Note that `intersection-set` removes duplicates that appear in its second set argument, but not from its first; this behavior is a consequence of which list `intersection-set` `cdr`s down to select individual elements.

The efficiency implications of this new representation are as follows:

- The number of steps required by procedure
`adjoin-set`has gone from θ(*n*) to θ(1), i.e., it now runs in constant time.

- Sets are still represented as lists and the definitions of the remaining procedures are unchanged, so we can expect their orders of growth to be the same as well (θ(
*n*) for`element-of-set?`, θ(*n*^{2}) for`intersection-set`and`union-set`).

- Storage for sets will require at least as much space in this representation as they did in the "no duplicates" representation, probably more for most applications. Therefore, the
*n*in the growth estimates given above will likely be larger by some constant factor that varies from application to application. Because only`intersection-set`can ever produce a set smaller than its inputs, this factor is possibly unbounded for many applications.

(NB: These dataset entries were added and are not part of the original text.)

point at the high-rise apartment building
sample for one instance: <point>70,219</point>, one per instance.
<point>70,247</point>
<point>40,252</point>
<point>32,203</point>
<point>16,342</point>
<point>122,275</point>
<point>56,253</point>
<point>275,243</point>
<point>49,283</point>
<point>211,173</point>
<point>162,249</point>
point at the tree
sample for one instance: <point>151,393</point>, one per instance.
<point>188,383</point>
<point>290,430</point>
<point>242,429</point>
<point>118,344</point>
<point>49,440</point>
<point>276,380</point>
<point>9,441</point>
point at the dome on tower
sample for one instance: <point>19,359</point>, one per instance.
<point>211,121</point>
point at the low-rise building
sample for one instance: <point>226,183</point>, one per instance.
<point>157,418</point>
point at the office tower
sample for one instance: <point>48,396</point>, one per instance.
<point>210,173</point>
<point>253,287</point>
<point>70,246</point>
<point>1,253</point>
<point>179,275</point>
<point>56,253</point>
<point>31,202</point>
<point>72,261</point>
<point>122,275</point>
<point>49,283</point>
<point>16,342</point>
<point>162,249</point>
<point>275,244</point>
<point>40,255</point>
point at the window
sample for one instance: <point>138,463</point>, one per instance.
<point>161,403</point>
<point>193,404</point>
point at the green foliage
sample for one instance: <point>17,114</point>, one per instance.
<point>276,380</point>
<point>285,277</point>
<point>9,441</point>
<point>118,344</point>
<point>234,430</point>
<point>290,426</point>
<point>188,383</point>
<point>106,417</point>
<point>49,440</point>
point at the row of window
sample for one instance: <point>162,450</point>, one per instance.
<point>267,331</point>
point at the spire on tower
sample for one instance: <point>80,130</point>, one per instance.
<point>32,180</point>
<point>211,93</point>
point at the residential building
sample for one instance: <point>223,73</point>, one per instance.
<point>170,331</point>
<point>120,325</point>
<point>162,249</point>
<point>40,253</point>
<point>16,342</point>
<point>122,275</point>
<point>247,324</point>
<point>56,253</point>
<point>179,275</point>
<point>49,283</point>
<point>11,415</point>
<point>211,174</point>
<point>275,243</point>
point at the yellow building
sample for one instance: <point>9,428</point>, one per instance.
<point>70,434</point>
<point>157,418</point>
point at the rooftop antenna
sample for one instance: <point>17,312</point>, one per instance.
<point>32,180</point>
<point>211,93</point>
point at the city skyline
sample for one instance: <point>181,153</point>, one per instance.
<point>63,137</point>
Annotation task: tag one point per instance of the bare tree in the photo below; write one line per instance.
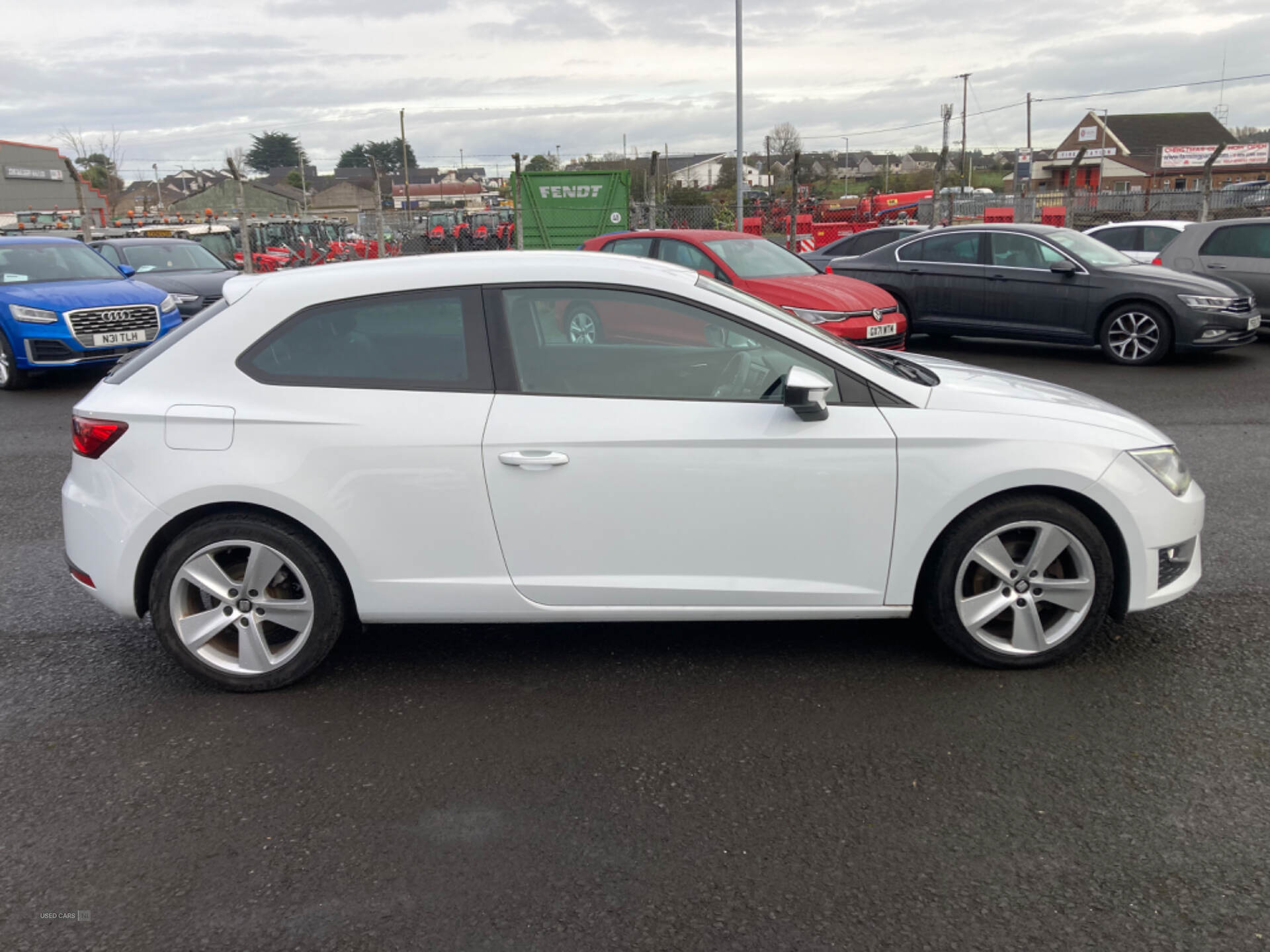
(785, 140)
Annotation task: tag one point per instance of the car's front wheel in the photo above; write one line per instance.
(1136, 334)
(1019, 583)
(247, 603)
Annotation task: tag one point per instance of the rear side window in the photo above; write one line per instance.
(1238, 241)
(414, 340)
(1122, 239)
(955, 248)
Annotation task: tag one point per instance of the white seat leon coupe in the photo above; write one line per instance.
(422, 441)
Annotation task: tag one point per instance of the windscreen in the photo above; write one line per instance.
(41, 262)
(756, 258)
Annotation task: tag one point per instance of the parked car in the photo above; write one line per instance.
(860, 243)
(1037, 282)
(559, 481)
(63, 305)
(186, 270)
(1140, 240)
(843, 306)
(1232, 251)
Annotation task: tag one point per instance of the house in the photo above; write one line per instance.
(1147, 151)
(258, 197)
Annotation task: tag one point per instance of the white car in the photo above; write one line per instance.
(417, 441)
(1141, 240)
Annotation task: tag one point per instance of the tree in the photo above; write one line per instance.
(388, 157)
(785, 140)
(273, 150)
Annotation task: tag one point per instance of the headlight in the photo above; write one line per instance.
(1166, 465)
(32, 315)
(1208, 303)
(816, 317)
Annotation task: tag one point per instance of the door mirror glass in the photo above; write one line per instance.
(806, 394)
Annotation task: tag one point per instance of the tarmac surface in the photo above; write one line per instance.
(757, 786)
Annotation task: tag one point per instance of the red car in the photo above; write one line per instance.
(846, 307)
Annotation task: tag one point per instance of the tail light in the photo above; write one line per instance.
(92, 438)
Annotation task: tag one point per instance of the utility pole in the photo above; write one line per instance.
(244, 234)
(405, 169)
(1208, 180)
(741, 158)
(516, 204)
(379, 210)
(966, 87)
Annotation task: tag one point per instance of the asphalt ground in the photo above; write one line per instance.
(759, 786)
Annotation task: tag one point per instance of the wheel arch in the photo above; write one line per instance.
(171, 530)
(1087, 507)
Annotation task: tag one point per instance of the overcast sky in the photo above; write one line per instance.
(186, 81)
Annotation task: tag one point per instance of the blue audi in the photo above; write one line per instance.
(63, 305)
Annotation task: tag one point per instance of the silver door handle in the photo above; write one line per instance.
(532, 460)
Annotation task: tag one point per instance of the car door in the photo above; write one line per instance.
(634, 475)
(1240, 253)
(1025, 299)
(945, 277)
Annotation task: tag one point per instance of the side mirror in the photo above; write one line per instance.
(806, 393)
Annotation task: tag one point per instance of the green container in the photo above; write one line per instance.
(560, 210)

- In general, then, when using this "duplicates OK" representation, all procedures except
`adjoin-set`will be slower by some constant factor (possibly a quite large constant factor), and sets will require additional storage proportional to the same factor. Therefore, we would probably only want to use this representation for applications in which`adjoin-set`is a frequent operation, compared to the other procedures, and in which the size of our sets is not an issue.